Both Prime Minister Imran Khan and Abdul Hafeez Shaikh (advisor to the PM on finance and revenue) frequently claim that their administration has been paying huge interest annually against the loans borrowed by the previous governments. I agree with this statement. However, at the same time, I say that the federal government has also borrowed a lot from international donors/agencies such as the IMF during the last two years. Have the prime minister and his financial team realized that after the completion of his tenure, the next federal government in the year 2023 (if it is other than the PTI) would also be paying a huge amount of interest on the loans that the current government took upon during its current tenure? Then, that government, too, will face the same challenge. Hence, a vicious circle of payment of interest on international loans will remain a permanent feature.
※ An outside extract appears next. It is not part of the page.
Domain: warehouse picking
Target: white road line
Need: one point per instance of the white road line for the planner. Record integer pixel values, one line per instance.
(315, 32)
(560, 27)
To get rid of the menace of foreign borrowings, it is necessary that our financial planners in Islamabad create a balance in our yearly expected revenues and corresponding yearly expenditure. In other words, our yearly expected expenditures should align with our expected yearly revenues. When our expenditure exceeds our expected revenues, our governments resort to international borrowing to meet that shortfall; and here arises the real problem. To generate more revenues and growth in our economy, the federal government needs to strengthen the industrial sector, enhance agricultural productivity, gradually increase net taxes, improve the balance of trade, encourage foreign investments and lower interest rates. These measures will result in more job opportunities, more investment, and a stable rate of inflation.